Louise Nevelson was born in Kiev, Russia, in 1899 and immigrated to Rockland, Maine, at the age of six. Following her marriage in 1920, Nevelson moved to New York City where she studied at the Art Students League from 1929 to 1930 under the tutelage of Kenneth Hayes Miller. She continued her education by studying with Hans Hoffman in Munich and working as an assistant to Diego Rivera prior to participating in her first group exhibition organized by the Secession Gallery at the Brooklyn Museum in 1935.

 

As a part of the Works Progress Administration, Nevelson taught art at the Education Alliance School of Art in New York and received her first solo exhibition at the Nierendorf Gallery in New York City. In the late 1940s and early 1950s, Nevelson worked at the Sculpture Center in New York as well as at Atelier 17.

 

It was during the mid-1950s that she produced her first series of black wood landscape sculptures.
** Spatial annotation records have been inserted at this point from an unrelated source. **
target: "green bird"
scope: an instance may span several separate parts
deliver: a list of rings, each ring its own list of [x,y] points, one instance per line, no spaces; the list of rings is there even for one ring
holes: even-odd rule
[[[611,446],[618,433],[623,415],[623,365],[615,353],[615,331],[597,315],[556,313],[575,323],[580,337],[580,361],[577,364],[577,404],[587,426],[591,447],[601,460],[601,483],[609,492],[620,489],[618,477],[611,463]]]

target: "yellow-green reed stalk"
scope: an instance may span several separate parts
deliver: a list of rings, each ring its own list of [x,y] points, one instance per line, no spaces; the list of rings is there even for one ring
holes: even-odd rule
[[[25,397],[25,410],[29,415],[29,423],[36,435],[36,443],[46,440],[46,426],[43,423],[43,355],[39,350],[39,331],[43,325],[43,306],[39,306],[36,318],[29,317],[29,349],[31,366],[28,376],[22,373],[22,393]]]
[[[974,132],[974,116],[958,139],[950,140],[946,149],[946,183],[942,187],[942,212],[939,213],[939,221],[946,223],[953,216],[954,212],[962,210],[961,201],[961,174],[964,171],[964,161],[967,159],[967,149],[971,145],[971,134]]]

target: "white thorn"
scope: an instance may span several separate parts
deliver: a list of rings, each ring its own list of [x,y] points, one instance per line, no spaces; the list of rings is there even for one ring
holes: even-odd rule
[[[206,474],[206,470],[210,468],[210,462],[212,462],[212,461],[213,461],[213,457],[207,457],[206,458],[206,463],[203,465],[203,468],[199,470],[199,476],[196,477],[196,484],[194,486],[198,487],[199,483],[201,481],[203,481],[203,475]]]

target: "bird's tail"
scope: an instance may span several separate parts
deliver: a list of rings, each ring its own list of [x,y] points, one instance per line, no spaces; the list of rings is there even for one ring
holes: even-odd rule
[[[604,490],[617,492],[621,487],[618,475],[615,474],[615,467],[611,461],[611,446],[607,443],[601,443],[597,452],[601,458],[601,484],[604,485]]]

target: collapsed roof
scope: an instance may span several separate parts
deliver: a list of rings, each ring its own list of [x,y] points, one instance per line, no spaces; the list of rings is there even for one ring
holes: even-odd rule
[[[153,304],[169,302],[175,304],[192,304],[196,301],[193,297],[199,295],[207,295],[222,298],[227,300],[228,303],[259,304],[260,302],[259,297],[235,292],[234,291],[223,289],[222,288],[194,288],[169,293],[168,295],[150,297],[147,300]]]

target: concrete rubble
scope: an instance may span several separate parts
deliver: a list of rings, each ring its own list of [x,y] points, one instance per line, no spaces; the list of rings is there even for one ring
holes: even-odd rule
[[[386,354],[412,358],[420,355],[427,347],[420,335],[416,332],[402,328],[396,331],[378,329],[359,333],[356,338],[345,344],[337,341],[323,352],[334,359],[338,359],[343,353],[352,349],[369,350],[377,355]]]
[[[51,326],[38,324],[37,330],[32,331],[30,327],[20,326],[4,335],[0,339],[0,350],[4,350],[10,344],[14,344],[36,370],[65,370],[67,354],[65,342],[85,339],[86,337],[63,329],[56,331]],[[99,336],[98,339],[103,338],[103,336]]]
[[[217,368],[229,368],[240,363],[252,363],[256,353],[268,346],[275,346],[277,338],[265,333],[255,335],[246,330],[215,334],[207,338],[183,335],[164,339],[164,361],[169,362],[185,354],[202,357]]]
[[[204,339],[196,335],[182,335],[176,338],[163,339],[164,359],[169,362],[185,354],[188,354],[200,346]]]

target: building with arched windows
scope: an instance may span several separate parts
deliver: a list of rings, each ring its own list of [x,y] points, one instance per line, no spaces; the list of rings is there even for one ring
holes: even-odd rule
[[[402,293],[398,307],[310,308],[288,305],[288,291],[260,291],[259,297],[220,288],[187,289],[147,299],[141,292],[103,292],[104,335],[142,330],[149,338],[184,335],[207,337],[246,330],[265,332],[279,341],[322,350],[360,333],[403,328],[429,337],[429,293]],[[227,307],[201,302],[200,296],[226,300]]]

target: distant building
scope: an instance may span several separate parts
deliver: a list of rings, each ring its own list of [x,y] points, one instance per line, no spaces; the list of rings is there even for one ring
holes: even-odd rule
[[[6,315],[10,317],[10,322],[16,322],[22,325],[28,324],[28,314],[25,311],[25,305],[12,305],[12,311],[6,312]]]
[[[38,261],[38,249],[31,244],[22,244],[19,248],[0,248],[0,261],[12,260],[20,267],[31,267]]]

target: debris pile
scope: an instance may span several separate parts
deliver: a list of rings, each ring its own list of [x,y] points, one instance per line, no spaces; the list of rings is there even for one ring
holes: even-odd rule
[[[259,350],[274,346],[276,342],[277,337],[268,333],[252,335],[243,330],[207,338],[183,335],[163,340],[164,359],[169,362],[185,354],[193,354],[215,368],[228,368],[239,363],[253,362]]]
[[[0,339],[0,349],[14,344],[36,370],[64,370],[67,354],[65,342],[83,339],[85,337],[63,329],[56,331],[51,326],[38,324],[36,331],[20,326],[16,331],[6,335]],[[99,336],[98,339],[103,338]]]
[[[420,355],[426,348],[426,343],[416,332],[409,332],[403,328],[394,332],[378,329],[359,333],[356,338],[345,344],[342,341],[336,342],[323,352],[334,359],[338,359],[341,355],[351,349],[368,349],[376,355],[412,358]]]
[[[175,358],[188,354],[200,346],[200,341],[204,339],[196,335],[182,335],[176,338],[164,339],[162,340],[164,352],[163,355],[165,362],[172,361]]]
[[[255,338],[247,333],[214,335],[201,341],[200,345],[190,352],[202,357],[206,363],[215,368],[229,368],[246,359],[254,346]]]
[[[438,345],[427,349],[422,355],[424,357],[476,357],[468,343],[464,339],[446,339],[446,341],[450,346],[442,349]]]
Shortly thereafter, three New York City museums acquired her work: the Whitney Museum of American Art purchased Black Majesty, The Brooklyn Museum purchased First Personage, and The Museum of Modern Art purchased Sky Cathedral.

 

In 1967, the Whitney Museum of American Art in New York organized Nevelson's first retrospective. Since then, her work has been the subject of over 135 solo exhibitions including a posthumous 1994 retrospective organized by the Palazzo delle Esposizioni in Rome.

 

During the 1970s and early 1980s, Nevelson was occupied with numerous public commissions and the production of large-scale sculpture and monumental environments often using Cor-Ten steel.

 

Invited to participate in an international selection of group shows, Nevelson's work appeared in the Pittsburgh International Exhibition at the Carnegie Institute in 1958, 1961, 1964 and 1970; the Venice Biennale in 1962 and1976; Expo 1970 in Osaka, Japan; Documenta III in Kassel in 1964; the 1973 Biennial at the Whitney Museum of American Art; and the Spoleto Festival of 1982-83; among others.

 

Throughout her career, Nevelson held numerous leadership positions within the arts community including president of the Artist's Equity New York chapter from 1957 to 1959, two-time president of the National Artist's Equity (in 1962 and

 

 

1963), and first vice president of the Federation of Modern Painters and Sculptors in 1962. She was also a member of the National Association of Women Artists and the Sculptor's Guild in 1962; a participant in the National Council on the Arts and Government, Washington, D.C., in 1965; and was elected to the American Academy of Arts and Letters, New York in 1979.

 

Nevelson received honorary degrees from Western College for Women in Oxford, Ohio, in 1966; Smith College in Northampton, Massachusetts, in 1973; Columbia University in New York in 1977; and Boston University in Massachusetts in 1978. Nevelson was also recognized with several awards including Grand Prize for work in the Art USA exhibition at the New York Coliseum in 1959, the Logan Award for work shown in the 63rd American Exhibition from The Art Institute of Chicago in 1960, the MacDowell Colony Medal in 1969, the Brandeis University Creative Arts Award in Sculpture in 1971, the Skowhegan Medal for Sculpture in 1971, and the President's Medal of the Municipal Art Society of New York in 1979.

 

Nevelson's work can be found internationally in over 80 public museum, university, corporate, and municipal collections including: The Art Institute of Chicago, Illinois; The Art Museum, Princeton University, Princeton, New Jersey; The Brooklyn Museum, New York; The Corcoran Gallery of Art, Washington, D.C.; the William A. Farnsworth Library and Art Museum, Rockland, Maine; the Galleria Civica d'Arte Moderna e Contemporanea di Torino, Turin, Italy; the Hara Museum of Contemporary Art, Tokyo, Japan; the Hirshhorn Museum and Sculpture Garden, Washington, D.C.; the Israel Museum, Jerusalem, Israel; the Julliard School of Music at Lincoln Center, New York; the Los Angeles County Museum of Art, California; the Louisiana Museum of Modern Art, Humlebæk, Denmark; The Metropolitan Museum of Art, New York; The Montreal Museum of Fine Arts, Canada; the Musée national d'art moderne, Centre Georges Pompidou, Paris, France; The Museum of Modern Art, New York; the City of New York; the Rijksmuseum Kröller-Müller, Otterlo, Netherlands; the Scottish National Gallery of Modern Art, Edinburgh, Scotland; the City of Scottsdale, Arizona; the Solomon R. Guggenheim Museum, New York; the Storm King Art Center and Sculpture Park, Mountainville. New York; the Tate Gallery, London, England; the Walker Art Center, Minneapolis, Minnesota; and the Whitney Museum of American Art, New York.